Tutorial: Use a canary deployment strategy for Kubernetes deployments

Azure DevOps Services | Azure DevOps Server 2022

A canary deployment strategy means deploying new versions of an application next to stable, production versions. You can then see how the canary version compares to the baseline, before promoting or rejecting the deployment.

This step-by-step guide covers how to use the Kubernetes manifest task's canary strategy. Specifically, you'll learn how to set up canary deployments for Kubernetes, and the associated workflow to evaluate code. You then use that code to compare baseline and canary app deployments, so you can decide whether to promote or reject the canary deployment.

If you're using Azure Kubernetes Service, the Azure Resource Manager service connection type is the best way to connect to a private cluster, or a cluster that has local accounts disabled.

Prerequisites

Sample code

Fork the following repository on GitHub.

https://github.com/MicrosoftDocs/azure-pipelines-canary-k8s

Here's a brief overview of the files in the repository that are used during this guide:

  • ./app:
    • app.py - A simple, Flask-based web server that is instrumented by using the Prometheus instrumentation library for Python applications. A custom counter is set up for the number of good and bad responses given out, based on the value of the success_rate variable.
    • Dockerfile - Used for building the image with each change made to app.py. With each change, the build pipeline is triggered and the image gets built and pushed to the container registry.
  • ./manifests:
    • deployment.yml - Contains the specification of the sampleapp deployment workload corresponding to the image published earlier. You use this manifest file not just for the stable version of deployment object, but also for deriving the baseline and canary variants of the workloads.
    • service.yml - Creates the sampleapp service. This service routes requests to the pods spun up by the deployments (stable, baseline, and canary) mentioned previously.
  • ./misc
    • service-monitor.yml - Used to set up a ServiceMonitor object. This object sets up Prometheus metric scraping.
    • fortio-deploy.yml - Used to set up a fortio deployment. This deployment is later used as a load-testing tool, to send a stream of requests to the sampleapp service deployed earlier. The stream of requests sent to sampleapp are routed to pods under all three deployments (stable, baseline, and canary).

Note

In this guide, you use Prometheus for code instrumentation and monitoring. Any equivalent solution, like Azure Application Insights, can be used as an alternative.

Install prometheus-operator

To install Prometheus on your cluster, use the following command from your development machine. You must have kubectl and Helm installed, and you must set the context to the cluster you want to deploy against. Grafana, which you use later to visualize the baseline and canary metrics on dashboards, is installed as part of this Helm chart.

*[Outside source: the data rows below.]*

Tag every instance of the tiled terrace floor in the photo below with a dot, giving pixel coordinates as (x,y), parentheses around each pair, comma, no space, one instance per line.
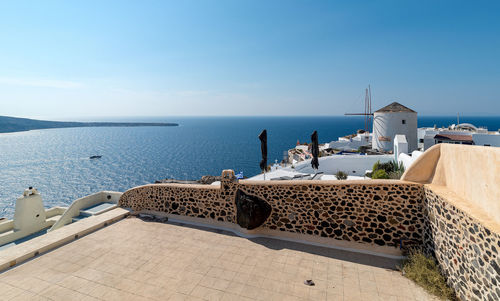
(138,260)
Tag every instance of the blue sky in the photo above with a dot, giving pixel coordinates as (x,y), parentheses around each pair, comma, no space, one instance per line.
(81,59)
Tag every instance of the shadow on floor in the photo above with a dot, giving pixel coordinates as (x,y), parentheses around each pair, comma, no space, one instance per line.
(277,244)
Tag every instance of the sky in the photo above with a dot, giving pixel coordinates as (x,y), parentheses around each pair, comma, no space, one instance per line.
(84,59)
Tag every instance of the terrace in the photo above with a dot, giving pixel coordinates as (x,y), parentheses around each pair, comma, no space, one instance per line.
(134,259)
(260,240)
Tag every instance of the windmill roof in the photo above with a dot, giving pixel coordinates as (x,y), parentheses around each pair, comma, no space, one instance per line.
(395,107)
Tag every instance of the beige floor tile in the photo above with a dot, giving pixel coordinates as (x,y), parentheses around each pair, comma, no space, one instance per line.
(135,260)
(207,293)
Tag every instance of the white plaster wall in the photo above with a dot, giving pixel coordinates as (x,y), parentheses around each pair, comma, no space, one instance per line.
(354,165)
(482,139)
(386,124)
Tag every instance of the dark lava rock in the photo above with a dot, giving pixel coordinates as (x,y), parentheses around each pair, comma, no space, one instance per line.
(251,211)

You'll first add the Prometheus Community Kubernetes Helm Charts repository to your Helm installation. Then you'll install the kube-prometheus stack, a collection of Kubernetes manifests, Grafana dashboards, and Prometheus rules.

helm repo add prometheus-community https://prometheus-community.github.io/helm-charts
helm repo update # update local cache
helm install --name sampleapp  prometheus-community/kube-prometheus-stack

Create service connections

  1. Go to Project settings > Pipelines > Service connections in the Azure DevOps menu.
  2. Create a Docker registry service connection associated with your container registry. Name it azure-pipelines-canary-k8s.
  3. Create a Kubernetes service connection for the Kubernetes cluster and namespace you want to deploy to. Name it azure-pipelines-canary-k8s.

Note

If you're using Azure Kubernetes Service, the Azure Resource Manager service connection type is the best way to connect to a private cluster, or a cluster that has local accounts disabled.

Set up continuous integration

  1. Go to Pipelines > Create Pipeline, and select your repository.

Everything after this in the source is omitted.